You are viewing a plain text version of this content. The canonical link for it is here.
Posted to dev@uima.apache.org by Marshall Schor <ms...@schor.com> on 2009/07/23 21:59:59 UTC

changing CharArrayString hashCode

While doing some generics work in uimaj-core, I came across the hashCode
impl in this class; it has one possible problem in that it uses Math.abs
in an attempt to return just non-negative ints.  This is required in
other places, where the hash code is used to create indexes using
hashCode % some-size, and the "mod" operator needs a non-negative input
to work the way you want here.

The Math.abs of Integer.MIN_VALUE, which I think could be generated by
the hash code above (but I haven't verified this), is defined to be that
same number (surprisingly).  A slightly better way to compute this might
be to use the following:

... same body ...
  return hash >>> 1;  // insure hashcode is positive, without using
Math.abs which fails for MIN_VALUE

Would changing the hashcode definition break any current use?

-Marshall


Re: changing CharArrayString hashCode

Posted by Tommaso Teofili <to...@gmail.com>.
Talking about this, in order to standardize the code, one possible
alternative for hashCode, toString, equals methods overriding could be using
apache.commons.lang library builders (HashCodeBuilder, EqualsBuilder,
ToStringBuilder).

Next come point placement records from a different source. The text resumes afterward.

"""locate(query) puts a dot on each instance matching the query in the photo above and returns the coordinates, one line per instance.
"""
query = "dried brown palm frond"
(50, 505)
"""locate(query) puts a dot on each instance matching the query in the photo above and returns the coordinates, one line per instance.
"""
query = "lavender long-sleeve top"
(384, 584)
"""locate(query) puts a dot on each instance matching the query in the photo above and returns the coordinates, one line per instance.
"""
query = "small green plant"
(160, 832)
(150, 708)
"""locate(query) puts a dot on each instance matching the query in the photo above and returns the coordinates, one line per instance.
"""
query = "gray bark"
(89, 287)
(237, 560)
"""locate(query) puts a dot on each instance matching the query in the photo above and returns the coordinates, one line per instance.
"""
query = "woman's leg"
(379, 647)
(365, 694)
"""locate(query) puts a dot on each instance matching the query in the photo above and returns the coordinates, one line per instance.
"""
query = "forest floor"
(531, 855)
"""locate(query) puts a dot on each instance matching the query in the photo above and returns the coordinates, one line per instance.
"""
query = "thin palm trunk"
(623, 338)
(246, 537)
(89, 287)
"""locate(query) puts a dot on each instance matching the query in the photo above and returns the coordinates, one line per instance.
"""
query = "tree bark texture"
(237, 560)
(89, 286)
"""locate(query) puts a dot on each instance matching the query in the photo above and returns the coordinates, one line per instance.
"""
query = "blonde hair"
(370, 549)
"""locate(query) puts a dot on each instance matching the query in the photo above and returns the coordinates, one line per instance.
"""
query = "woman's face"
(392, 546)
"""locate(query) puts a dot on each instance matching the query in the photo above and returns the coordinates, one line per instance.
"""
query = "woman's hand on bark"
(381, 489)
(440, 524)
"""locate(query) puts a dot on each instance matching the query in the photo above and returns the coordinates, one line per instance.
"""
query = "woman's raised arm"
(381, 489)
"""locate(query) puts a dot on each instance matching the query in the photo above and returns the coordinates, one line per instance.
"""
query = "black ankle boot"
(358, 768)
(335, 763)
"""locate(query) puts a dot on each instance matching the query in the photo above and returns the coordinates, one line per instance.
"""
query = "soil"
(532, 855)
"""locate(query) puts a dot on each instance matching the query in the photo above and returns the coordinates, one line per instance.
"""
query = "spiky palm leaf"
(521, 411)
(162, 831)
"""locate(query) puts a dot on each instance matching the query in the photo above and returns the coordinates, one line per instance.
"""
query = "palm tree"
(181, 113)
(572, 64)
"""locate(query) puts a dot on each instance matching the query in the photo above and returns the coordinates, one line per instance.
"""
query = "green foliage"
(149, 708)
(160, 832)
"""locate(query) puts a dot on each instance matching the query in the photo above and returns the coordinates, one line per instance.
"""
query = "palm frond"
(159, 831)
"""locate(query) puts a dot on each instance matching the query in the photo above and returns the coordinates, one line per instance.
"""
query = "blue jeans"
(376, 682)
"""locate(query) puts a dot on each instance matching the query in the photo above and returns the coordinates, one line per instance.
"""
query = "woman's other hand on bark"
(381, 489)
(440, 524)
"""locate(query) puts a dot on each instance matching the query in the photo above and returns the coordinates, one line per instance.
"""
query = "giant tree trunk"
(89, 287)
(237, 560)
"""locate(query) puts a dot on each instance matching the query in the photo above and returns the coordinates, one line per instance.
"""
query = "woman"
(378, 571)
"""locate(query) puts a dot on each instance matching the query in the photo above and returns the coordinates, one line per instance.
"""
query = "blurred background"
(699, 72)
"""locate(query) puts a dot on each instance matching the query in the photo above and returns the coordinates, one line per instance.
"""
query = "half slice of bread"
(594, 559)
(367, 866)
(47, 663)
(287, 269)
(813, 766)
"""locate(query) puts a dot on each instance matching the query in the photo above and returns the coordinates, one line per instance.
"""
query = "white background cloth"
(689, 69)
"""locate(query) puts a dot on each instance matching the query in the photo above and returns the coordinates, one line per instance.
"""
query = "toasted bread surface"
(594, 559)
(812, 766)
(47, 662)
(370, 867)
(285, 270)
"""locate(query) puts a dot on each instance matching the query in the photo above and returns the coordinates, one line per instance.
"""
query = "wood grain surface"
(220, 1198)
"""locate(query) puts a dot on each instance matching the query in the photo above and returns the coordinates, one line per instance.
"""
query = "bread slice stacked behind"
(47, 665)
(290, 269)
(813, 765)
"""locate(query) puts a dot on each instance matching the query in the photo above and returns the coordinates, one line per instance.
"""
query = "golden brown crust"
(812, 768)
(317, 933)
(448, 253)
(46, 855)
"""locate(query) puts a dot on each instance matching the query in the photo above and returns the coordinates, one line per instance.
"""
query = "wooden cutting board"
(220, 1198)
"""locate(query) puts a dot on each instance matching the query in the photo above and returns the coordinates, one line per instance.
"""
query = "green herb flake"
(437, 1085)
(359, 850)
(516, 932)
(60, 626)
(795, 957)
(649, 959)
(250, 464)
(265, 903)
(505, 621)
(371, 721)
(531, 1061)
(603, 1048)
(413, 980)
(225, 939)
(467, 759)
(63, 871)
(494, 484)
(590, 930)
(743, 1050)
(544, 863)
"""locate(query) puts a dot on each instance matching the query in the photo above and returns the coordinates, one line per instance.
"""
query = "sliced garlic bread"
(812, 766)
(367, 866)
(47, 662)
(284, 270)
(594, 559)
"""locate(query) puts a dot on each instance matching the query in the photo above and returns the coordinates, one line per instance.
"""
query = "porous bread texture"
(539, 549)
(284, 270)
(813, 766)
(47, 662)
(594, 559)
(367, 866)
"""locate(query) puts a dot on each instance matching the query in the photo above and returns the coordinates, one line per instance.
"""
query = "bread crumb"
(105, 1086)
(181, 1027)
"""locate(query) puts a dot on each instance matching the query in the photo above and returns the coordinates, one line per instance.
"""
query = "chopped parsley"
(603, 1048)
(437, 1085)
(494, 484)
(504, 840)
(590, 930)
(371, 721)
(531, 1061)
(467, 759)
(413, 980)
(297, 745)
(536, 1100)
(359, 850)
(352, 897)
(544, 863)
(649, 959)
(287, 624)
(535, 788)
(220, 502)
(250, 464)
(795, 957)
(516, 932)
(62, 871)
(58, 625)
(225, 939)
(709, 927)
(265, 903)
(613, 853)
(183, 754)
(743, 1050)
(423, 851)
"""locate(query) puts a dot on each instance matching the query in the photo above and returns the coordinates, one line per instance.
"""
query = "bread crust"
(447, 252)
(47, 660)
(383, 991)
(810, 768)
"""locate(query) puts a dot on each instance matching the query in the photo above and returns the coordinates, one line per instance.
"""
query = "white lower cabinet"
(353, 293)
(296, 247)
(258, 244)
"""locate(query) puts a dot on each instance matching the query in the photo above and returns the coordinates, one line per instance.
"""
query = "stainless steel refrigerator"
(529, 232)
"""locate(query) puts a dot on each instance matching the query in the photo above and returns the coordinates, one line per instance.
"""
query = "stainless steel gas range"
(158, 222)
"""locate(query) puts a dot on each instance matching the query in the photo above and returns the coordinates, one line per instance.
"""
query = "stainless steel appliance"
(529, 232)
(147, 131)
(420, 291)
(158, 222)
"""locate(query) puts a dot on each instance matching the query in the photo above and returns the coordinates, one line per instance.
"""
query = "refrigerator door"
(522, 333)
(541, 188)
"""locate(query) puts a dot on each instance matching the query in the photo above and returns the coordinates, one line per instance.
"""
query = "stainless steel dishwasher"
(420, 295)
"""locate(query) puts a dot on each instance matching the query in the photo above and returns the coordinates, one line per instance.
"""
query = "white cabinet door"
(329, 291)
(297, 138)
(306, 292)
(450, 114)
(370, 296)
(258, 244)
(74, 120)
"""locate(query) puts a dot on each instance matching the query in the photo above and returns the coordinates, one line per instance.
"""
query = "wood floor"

Moreover many string handling utilities come across with
that.
Obviously the disadvantage of another dependency to add come in too.
Regards,
Tommaso Teofili

2009/7/24 Thilo Goetz <tw...@gmx.de>

> Marshall Schor wrote:
> > While doing some generics work in uimaj-core, I came across the hashCode
> > impl in this class; it has one possible problem in that it uses Math.abs
> > in an attempt to return just non-negative ints.  This is required in
> > other places, where the hash code is used to create indexes using
> > hashCode % some-size, and the "mod" operator needs a non-negative input
> > to work the way you want here.
> >
> > The Math.abs of Integer.MIN_VALUE, which I think could be generated by
> > the hash code above (but I haven't verified this), is defined to be that
> > same number (surprisingly).  A slightly better way to compute this might
> > be to use the following:
> >
> > ... same body ...
> >   return hash >>> 1;  // insure hashcode is positive, without using
> > Math.abs which fails for MIN_VALUE
> >
> > Would changing the hashcode definition break any current use?
> >
> > -Marshall
>
> This class isn't used any more and could be deleted (together with
> the classes that depend on it).  One of the two classes that
> depends CharArrayString is TextTokenizer, something I wrote many
> years ago and had completely forgotten.  It does similar things to
> the whitespace tokenizer in the sandbox, but it's fully configurable
> by the user.  All it would need would be wrapping up in an annotator.
> We had that once, but I guess that got lost along the way somewhere.
>
> The tokenizer does not depend on CharArrayString in any crucial way
> and could be salvaged, if there was interest.  I don't see a point
> in supporting two simple tokenizers like this, though.
>
> --Thilo
>
>

Re: changing CharArrayString hashCode

Posted by Thilo Goetz <tw...@gmx.de>.
Marshall Schor wrote:
> While doing some generics work in uimaj-core, I came across the hashCode
> impl in this class; it has one possible problem in that it uses Math.abs
> in an attempt to return just non-negative ints.  This is required in
> other places, where the hash code is used to create indexes using
> hashCode % some-size, and the "mod" operator needs a non-negative input
> to work the way you want here.
> 
> The Math.abs of Integer.MIN_VALUE, which I think could be generated by
> the hash code above (but I haven't verified this), is defined to be that
> same number (surprisingly).  A slightly better way to compute this might
> be to use the following:
> 
> ... same body ...
>   return hash >>> 1;  // insure hashcode is positive, without using
> Math.abs which fails for MIN_VALUE
> 
> Would changing the hashcode definition break any current use?
> 
> -Marshall

This class isn't used any more and could be deleted (together with
the classes that depend on it).  One of the two classes that
depends CharArrayString is TextTokenizer, something I wrote many
years ago and had completely forgotten.  It does similar things to
the whitespace tokenizer in the sandbox, but it's fully configurable
by the user.  All it would need would be wrapping up in an annotator.
We had that once, but I guess that got lost along the way somewhere.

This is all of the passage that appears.